2012年8月 第356号 「見よ、神の小羊」

ヨハネは、自分の方へイエスが来られるのを見て言った。「見よ、世の罪を取り除く神の小羊だ。」  (ヨハネ 1章29節)

 

知らない方

 洗礼者ヨハネは、人々にイエスのことを「あなたがたの知らない方」と紹介しています(同26)。確かにそこにイエス様がおられます。しかし、その方が、神様から遣わされた神の御子であり、やがて十字架につけられて人類の罪の身代わりとなって死なれる救い主、キリストだとは、誰も知りませんでした。

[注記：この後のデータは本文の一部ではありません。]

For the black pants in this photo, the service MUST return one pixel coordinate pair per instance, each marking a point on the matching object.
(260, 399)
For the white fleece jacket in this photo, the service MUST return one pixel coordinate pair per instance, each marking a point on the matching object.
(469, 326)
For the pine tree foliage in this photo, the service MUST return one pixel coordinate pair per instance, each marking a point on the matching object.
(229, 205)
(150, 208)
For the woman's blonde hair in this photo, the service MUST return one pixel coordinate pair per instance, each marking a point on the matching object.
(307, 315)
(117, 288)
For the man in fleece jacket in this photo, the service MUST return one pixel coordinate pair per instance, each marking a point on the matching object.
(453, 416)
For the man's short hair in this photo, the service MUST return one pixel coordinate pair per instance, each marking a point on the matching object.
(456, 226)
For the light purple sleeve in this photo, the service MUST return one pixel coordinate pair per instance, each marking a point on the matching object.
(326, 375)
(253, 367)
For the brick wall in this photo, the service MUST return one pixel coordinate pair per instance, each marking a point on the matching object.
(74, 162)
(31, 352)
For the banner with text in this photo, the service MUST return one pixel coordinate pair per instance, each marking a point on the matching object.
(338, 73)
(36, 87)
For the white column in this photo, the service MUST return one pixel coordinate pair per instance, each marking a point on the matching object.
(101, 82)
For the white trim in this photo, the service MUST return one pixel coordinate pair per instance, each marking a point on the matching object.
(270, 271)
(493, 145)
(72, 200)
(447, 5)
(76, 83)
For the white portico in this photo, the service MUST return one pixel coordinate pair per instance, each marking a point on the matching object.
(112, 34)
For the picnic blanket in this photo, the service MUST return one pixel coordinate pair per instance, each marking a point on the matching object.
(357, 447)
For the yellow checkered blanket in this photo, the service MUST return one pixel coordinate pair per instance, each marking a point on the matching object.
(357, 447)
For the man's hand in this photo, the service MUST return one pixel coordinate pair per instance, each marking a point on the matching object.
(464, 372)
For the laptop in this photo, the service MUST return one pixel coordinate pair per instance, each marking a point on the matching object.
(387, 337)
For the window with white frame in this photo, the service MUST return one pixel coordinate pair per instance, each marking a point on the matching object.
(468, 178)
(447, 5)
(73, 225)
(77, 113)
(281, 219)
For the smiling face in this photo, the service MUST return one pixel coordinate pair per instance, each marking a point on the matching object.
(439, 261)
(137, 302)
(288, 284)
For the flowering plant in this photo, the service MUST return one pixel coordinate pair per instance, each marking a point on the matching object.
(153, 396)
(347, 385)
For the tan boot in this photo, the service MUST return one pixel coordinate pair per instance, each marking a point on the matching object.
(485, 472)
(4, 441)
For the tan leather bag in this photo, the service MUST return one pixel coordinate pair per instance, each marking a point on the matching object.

 さて、あなたはイエス様について、どれ位知っていますか。案外、知っているようで知っていないのではありませんか。聖書では夫婦生活について知るという言葉を使っています(創4・1)。その結果カインが生まれました。本当にイエス様を知るためには、イエス様と親しく交わって一体となって、初めて知ったと言えるのです。

神の小羊

 ヨハネは、そこにいるイエス様こそ「世の罪を取り除く神の小羊」、全人類の罪を贖うために神様から遣わされた救い主であると証ししています。世の罪とは、法律上や道徳上の罪だけではなく、真の神を信じないで、背き、自分勝手に生きている根源的な罪です。

 神様が、御子イエスの十字架の死によって、すべての人の罪を始末されたという事実を信じることが大切なのです。「あなたがた自身も、罪に対して死んだ者であり、キリスト・イエスにあって神に生きている者であることを、認めるべきである。」(ローマ6・11) 「認める」とは、確かめて同意するということです。